Korea is a very important market for scotch whiskey. Very few people know this - when I tell them that Korea is more significant than Japan, many people are surprised. Korea is easily the No. 1 premium market in the world. What’s interesting in Korea is that the whiskey market starts at 12-year-old whiskeys and older, of which it imports about 3 million cases a year. Taking a look at other Asian nations, Japan is maybe 1 million cases of 12-year-old scotch and older, and Thailand is a big whiskey market of well over 2 million cases - but it’s standard whiskey.
A lot of people are talking about the whiskey market in China, but it still consumes under 2 million cases, so the Korean market still occupies a strong position.
How has the Korean market progressed?
When I first came here in 1986, Korea did not really have a domestic market except a small but important duty-free business, because there were very strict duties and import restrictions on Scotch. But around 1990, the Korean market was liberalized. And this was the age when Chivas Regal became the flagship whiskey of Korea, became very popular. Chivas Regal, as you know, was the favorite whiskey of President Park Chung Hee.
There has been cyclical behavior with the Korean economy ... And the whiskey market has reflected such ups and downs in the economy at large by seeing dips and peaks. But on the whole, the market has been generally going upward in revenue.
And (Korea’s) influence is way beyond Korea as well, because Korean consumers, their love and knowledge of Scotch become really important for the whiskey industry in the world of duty-free sales.
Maybe 20 years ago, Japanese travelers were the driving force of duty-free sales of Scotch, but we can definitely say that Koreans are now the whiskey industry’s most influential consumers in duty-free. When we talk about the domestic whiskey market in Korea, we have to (take into account) Korean travelers when they go to foreign cities, in terms of the volume and quality of whiskey they buy.
And the thing is, although whiskey is well-known and loved in Korea, it is still outpaced by beer and soju in volume of consumption. So we believe that whiskey still has room to grow.
You are from Scotland. How do the drinking habits of Korean citizens and your countrymen differ? And may I ask who is the better drinker?

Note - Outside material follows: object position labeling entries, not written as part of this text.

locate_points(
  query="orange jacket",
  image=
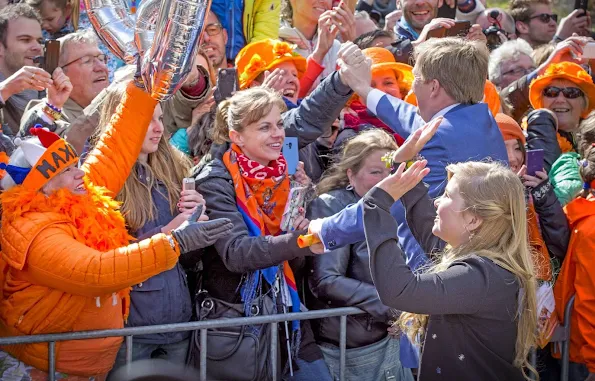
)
(64, 274)
(577, 278)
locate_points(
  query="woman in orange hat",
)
(274, 64)
(388, 76)
(276, 57)
(568, 91)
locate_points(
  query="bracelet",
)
(51, 112)
(56, 109)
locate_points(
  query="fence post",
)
(128, 350)
(533, 361)
(203, 354)
(52, 360)
(274, 343)
(342, 347)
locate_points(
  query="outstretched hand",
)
(193, 235)
(416, 141)
(402, 181)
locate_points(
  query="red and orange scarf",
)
(261, 195)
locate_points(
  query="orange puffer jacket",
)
(577, 278)
(67, 259)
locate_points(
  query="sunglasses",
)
(545, 17)
(568, 92)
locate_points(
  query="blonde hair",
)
(75, 6)
(460, 66)
(244, 108)
(167, 165)
(494, 194)
(353, 155)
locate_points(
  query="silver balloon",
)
(146, 20)
(168, 62)
(114, 25)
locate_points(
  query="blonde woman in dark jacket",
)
(342, 278)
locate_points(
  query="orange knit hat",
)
(260, 56)
(563, 70)
(383, 59)
(509, 128)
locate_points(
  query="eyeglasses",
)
(568, 92)
(213, 29)
(519, 71)
(89, 59)
(545, 17)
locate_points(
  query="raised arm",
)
(420, 214)
(316, 114)
(329, 280)
(57, 260)
(110, 162)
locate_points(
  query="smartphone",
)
(460, 29)
(227, 84)
(589, 50)
(291, 154)
(581, 4)
(534, 161)
(447, 12)
(188, 183)
(51, 56)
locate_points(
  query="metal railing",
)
(202, 326)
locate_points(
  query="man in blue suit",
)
(450, 75)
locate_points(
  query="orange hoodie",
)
(578, 278)
(68, 265)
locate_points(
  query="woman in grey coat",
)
(342, 277)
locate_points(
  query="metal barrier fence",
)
(202, 326)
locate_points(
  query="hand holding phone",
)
(534, 162)
(227, 84)
(51, 56)
(589, 50)
(291, 154)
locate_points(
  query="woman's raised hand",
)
(416, 141)
(189, 200)
(402, 181)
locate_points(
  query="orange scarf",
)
(540, 254)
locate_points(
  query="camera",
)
(494, 31)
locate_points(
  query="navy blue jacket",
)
(164, 298)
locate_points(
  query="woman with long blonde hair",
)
(342, 277)
(476, 307)
(153, 201)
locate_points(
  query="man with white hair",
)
(85, 65)
(509, 62)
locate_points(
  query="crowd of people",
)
(446, 185)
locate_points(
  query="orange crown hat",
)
(383, 59)
(46, 160)
(260, 56)
(490, 96)
(563, 70)
(509, 128)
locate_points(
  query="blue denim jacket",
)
(164, 298)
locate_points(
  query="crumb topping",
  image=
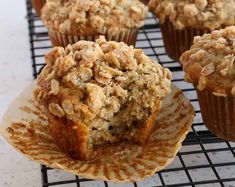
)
(94, 82)
(89, 17)
(210, 63)
(199, 14)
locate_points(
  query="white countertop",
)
(15, 169)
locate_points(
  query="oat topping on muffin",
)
(87, 17)
(200, 14)
(111, 89)
(210, 63)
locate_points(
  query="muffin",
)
(145, 1)
(37, 5)
(74, 20)
(210, 67)
(100, 93)
(181, 20)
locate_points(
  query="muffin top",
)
(95, 80)
(92, 17)
(210, 63)
(198, 14)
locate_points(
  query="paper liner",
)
(218, 114)
(178, 41)
(59, 39)
(25, 127)
(37, 5)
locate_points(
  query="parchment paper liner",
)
(25, 128)
(59, 39)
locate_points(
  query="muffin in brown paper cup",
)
(209, 66)
(181, 20)
(87, 20)
(178, 41)
(25, 127)
(37, 5)
(59, 39)
(218, 114)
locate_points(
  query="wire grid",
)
(204, 159)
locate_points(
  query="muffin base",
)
(218, 114)
(59, 39)
(37, 5)
(178, 41)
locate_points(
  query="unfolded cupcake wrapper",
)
(59, 39)
(37, 5)
(218, 114)
(178, 41)
(25, 127)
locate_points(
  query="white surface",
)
(15, 169)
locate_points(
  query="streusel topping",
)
(199, 14)
(88, 17)
(98, 80)
(210, 63)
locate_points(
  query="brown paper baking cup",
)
(25, 127)
(37, 5)
(59, 39)
(178, 41)
(218, 114)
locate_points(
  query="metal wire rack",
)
(204, 159)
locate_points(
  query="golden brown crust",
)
(103, 91)
(86, 17)
(210, 63)
(197, 14)
(70, 137)
(149, 123)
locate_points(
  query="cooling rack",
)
(204, 159)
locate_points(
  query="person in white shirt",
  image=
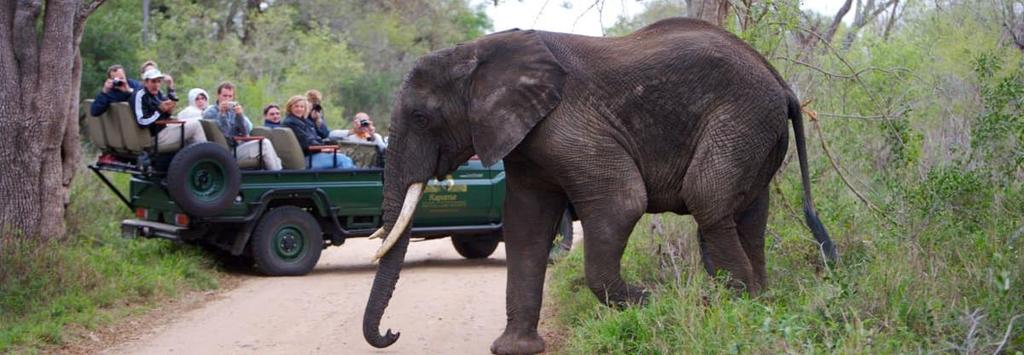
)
(363, 131)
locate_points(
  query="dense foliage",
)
(925, 120)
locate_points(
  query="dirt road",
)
(443, 305)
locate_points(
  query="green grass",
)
(950, 279)
(49, 291)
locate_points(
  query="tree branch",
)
(824, 146)
(88, 8)
(838, 19)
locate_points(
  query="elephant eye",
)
(420, 119)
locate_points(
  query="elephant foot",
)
(632, 296)
(518, 342)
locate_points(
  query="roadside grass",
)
(50, 291)
(948, 280)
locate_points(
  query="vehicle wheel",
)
(203, 179)
(563, 240)
(475, 247)
(287, 241)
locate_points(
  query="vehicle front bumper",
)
(131, 228)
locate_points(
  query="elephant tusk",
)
(377, 234)
(408, 208)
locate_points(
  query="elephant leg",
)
(725, 254)
(531, 214)
(717, 188)
(751, 225)
(607, 224)
(603, 249)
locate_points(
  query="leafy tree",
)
(40, 71)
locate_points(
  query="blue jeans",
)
(326, 161)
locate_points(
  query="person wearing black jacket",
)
(117, 88)
(150, 105)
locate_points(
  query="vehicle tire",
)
(563, 240)
(475, 247)
(287, 241)
(203, 179)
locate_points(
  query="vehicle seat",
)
(136, 139)
(260, 131)
(94, 128)
(213, 133)
(288, 148)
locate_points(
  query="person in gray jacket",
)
(232, 122)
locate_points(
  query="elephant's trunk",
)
(391, 256)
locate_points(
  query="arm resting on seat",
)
(320, 148)
(169, 122)
(248, 138)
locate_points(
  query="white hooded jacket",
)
(192, 112)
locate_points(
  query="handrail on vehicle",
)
(110, 184)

When Colin Scott, the master blender of Chivas Brothers, is blending whiskey, he will mix whiskey with water 50-50 at room temperature to get the perfect flavor. He would smell it, because the nose is the key - and that’s actually the way we usually drink whiskey in Scotland. A lot of people say that it’s wrong to add water to scotch whiskey, but in Scotland we’ve got a pretty open mind to how we drink whiskey. We even have a drink of whiskey, hot toddy, that’s very popular in the wintertime - whiskey, hot water, lemon and honey. But Koreans appear to drink Scotch neat more often. I think Koreans and Scots are both excellent drinkers. We both drink to enjoy, and I think drinking in both countries is about friendship, being together, brotherhood.

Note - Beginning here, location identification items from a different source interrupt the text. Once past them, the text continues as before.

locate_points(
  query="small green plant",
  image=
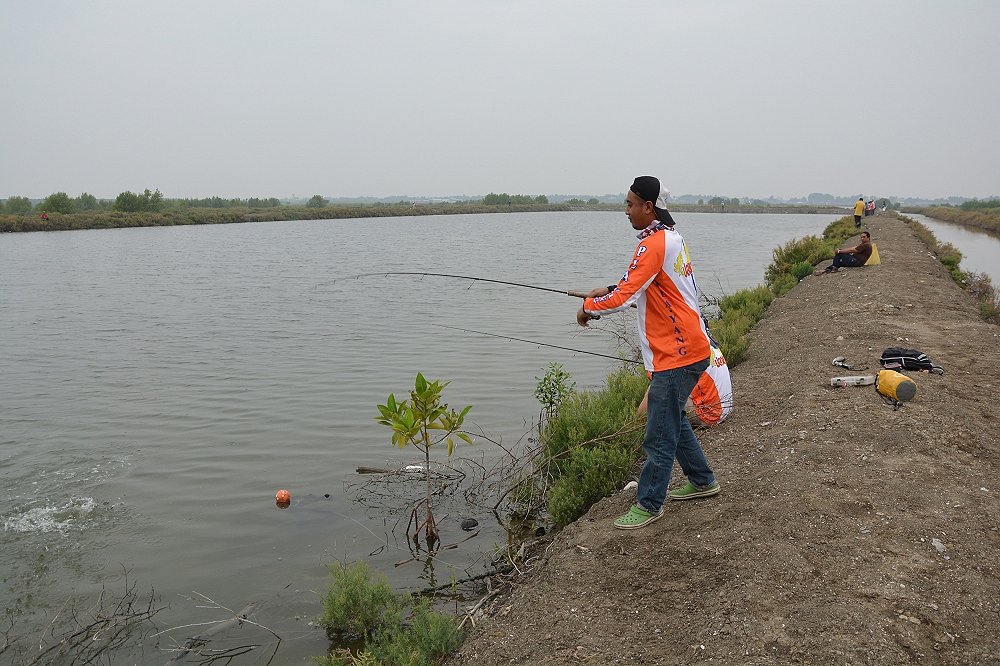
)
(423, 421)
(361, 606)
(358, 603)
(553, 388)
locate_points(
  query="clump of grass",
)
(591, 444)
(360, 607)
(358, 603)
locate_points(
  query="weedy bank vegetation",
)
(978, 214)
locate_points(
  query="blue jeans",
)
(669, 435)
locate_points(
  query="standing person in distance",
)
(675, 349)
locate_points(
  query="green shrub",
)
(802, 269)
(793, 253)
(592, 415)
(361, 606)
(358, 603)
(425, 641)
(553, 388)
(590, 474)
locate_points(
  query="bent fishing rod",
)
(542, 344)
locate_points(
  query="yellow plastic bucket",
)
(895, 385)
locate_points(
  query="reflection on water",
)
(157, 386)
(980, 250)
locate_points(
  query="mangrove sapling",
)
(412, 422)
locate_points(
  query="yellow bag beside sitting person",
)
(850, 257)
(874, 260)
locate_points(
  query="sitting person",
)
(852, 256)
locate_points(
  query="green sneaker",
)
(691, 491)
(637, 517)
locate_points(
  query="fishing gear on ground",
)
(896, 388)
(900, 358)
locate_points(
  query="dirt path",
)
(846, 532)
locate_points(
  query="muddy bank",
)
(846, 532)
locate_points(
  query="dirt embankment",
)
(846, 532)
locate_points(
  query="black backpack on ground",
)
(899, 358)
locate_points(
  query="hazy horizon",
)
(353, 100)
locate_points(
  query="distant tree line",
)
(126, 202)
(505, 199)
(976, 204)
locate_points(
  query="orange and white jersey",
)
(660, 281)
(712, 398)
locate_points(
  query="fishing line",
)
(474, 279)
(542, 344)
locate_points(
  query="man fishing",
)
(675, 349)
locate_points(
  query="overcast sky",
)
(378, 98)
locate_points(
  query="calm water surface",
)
(157, 386)
(980, 250)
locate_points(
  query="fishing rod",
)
(533, 342)
(577, 294)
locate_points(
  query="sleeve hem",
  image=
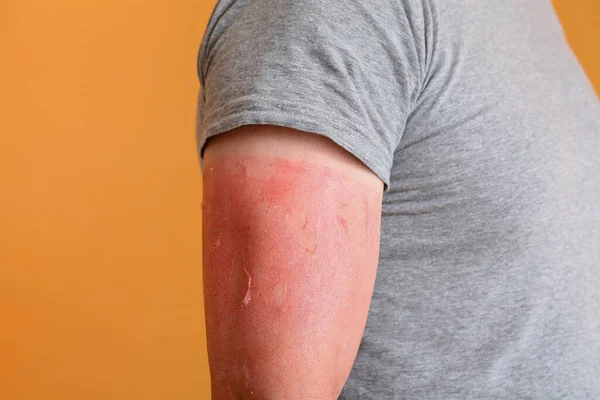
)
(296, 116)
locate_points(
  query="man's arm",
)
(290, 243)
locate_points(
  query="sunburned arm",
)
(291, 239)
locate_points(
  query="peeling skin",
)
(248, 295)
(289, 246)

A key marketing emphasis of Pernod Ricard Korea seems to be brotherhood.
That’s true. A very important word for Pernod Ricard is conviviality. Pernod Ricard has got a very family-style relationship (within the group). That sort of strong bond and respect is very important. One can be selling Ballantine’s and Royal Salute, and forget that we are actually in the entertainment industry. We’re a catalyst and a lubricant to bring people together to have a good time.
Could you tell us a little about your local marketing efforts?
Our top two events in Asia for Chivas Brothers are both in Korea - the Ballantine’s Golf Championship, and the Mark of Respect Awards. Both events were begun between the last four to six years.
In the last decade Chivas Brothers has increased its investment in Korea. We brought the first European Tour golf event to Korea ... which has righted,
I think, a massive oversight ... given that Korea did not have a major golf tournament, despite the influence of Koreans in golf. And the Mark of Respect Awards is a perfect fit for the Royal Salute brand, as it honors an eminent individual in the arts.